Les autorités iraniennes ont intensifié leurs efforts pour étouffer cette voix contestataire, avec des coupures massives d'accès à internet rendant difficile la communication et l'évaluation de l'ampleur des violences. Ce blackout numérique représente une stratégie calculée pour limiter la visibilité des événements et réduire l'accès à l'information tant au niveau national qu’international.
Les témoignages des manifestants et des familles des victimes révèlent un climat de peur et d'incertitude. Dans un rapport publié, Le Monde souligne la brutalité des forces de sécurité face à des manifestations qui réclament des réformes cruciales dans un pays déjà en proie à des inquiétudes politiques et économiques.
Les experts s'inquiètent des implications de cette violence exacerbée. Dr. Ali Reza Rahimi, un analyste politique basé à Téhéran, a déclaré : "L'ampleur de la répression montre que le régime craint réellement pour sa survie. Ces manifestations ne sont pas juste des cris de désespoir, mais aussi une demande de changement systémique."

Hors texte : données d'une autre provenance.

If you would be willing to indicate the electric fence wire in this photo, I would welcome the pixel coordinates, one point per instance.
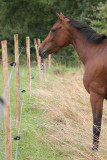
(3, 99)
(16, 152)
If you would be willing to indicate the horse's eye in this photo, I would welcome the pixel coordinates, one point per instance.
(53, 30)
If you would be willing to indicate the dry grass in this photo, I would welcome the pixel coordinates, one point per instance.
(69, 117)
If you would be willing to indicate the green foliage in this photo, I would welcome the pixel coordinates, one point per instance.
(35, 18)
(99, 18)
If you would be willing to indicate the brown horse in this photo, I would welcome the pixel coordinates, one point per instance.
(92, 50)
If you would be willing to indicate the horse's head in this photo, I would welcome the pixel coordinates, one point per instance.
(57, 38)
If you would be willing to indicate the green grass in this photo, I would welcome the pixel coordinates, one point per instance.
(32, 145)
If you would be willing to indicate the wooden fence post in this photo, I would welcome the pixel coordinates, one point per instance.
(7, 118)
(38, 60)
(49, 60)
(16, 50)
(28, 64)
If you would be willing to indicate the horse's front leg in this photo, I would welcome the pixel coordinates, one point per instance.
(97, 106)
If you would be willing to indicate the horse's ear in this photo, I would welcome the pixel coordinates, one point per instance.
(61, 16)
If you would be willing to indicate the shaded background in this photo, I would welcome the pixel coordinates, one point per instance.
(35, 18)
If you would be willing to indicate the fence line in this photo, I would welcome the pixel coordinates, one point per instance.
(42, 66)
(5, 100)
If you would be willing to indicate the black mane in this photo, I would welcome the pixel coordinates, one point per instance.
(90, 34)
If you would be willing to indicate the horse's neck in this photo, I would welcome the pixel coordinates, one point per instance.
(82, 46)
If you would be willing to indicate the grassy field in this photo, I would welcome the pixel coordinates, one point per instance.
(56, 120)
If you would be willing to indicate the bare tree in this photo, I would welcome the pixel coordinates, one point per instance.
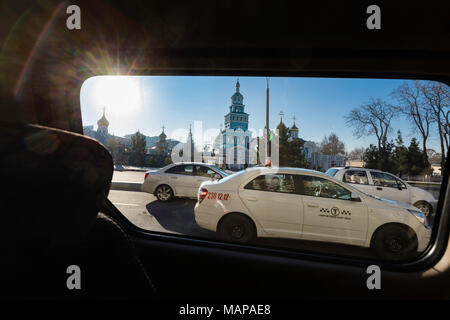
(372, 117)
(437, 99)
(332, 146)
(413, 106)
(356, 154)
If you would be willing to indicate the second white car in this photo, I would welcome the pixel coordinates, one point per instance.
(180, 179)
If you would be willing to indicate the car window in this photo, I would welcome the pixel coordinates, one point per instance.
(185, 170)
(168, 122)
(204, 171)
(356, 176)
(320, 187)
(332, 172)
(283, 183)
(386, 180)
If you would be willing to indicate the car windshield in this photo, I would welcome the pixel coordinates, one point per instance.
(331, 172)
(202, 125)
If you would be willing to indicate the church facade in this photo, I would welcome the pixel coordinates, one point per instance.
(235, 137)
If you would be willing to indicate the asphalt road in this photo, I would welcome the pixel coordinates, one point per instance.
(128, 176)
(177, 217)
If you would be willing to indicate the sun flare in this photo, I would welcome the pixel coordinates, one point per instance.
(119, 95)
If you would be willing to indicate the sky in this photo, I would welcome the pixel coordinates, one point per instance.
(146, 103)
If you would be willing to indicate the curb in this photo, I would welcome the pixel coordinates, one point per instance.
(126, 186)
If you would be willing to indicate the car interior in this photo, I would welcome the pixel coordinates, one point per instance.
(55, 207)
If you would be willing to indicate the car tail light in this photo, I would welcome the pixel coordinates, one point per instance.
(202, 193)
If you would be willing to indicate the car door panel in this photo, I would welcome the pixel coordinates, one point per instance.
(386, 186)
(332, 219)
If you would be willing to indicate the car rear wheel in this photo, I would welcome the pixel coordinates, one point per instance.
(394, 242)
(424, 207)
(237, 228)
(164, 193)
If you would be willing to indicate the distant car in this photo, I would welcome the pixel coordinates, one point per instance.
(180, 179)
(310, 205)
(385, 185)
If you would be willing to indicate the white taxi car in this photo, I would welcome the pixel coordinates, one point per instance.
(180, 179)
(305, 204)
(385, 185)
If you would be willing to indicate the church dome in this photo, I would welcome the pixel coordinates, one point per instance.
(293, 128)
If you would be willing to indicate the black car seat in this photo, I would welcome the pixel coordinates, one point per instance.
(55, 183)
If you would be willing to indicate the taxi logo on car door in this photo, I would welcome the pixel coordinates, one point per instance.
(334, 212)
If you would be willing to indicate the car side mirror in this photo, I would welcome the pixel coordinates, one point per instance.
(354, 197)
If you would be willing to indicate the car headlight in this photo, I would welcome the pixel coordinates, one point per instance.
(419, 215)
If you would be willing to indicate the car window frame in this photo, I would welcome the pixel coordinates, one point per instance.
(335, 182)
(431, 255)
(209, 168)
(404, 187)
(181, 174)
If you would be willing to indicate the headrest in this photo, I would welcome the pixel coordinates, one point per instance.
(54, 184)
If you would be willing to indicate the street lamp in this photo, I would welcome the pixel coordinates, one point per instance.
(267, 119)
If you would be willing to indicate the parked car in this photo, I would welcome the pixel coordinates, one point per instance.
(385, 185)
(180, 179)
(310, 205)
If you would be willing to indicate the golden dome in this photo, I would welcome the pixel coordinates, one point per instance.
(103, 122)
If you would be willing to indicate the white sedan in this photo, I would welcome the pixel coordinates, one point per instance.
(180, 179)
(305, 204)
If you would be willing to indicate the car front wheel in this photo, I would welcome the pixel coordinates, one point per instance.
(164, 193)
(237, 228)
(424, 207)
(394, 242)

Ce climat de tension soulève des questions sur la capacité de la communauté internationale à intervenir ou à exercer une pression efficace sur l'Iran. En attendant, le silence des grandes puissances et des organisations internationales face à cette tragédie continue de susciter des réactions mitigées au sein de la population et des observateurs du monde entier.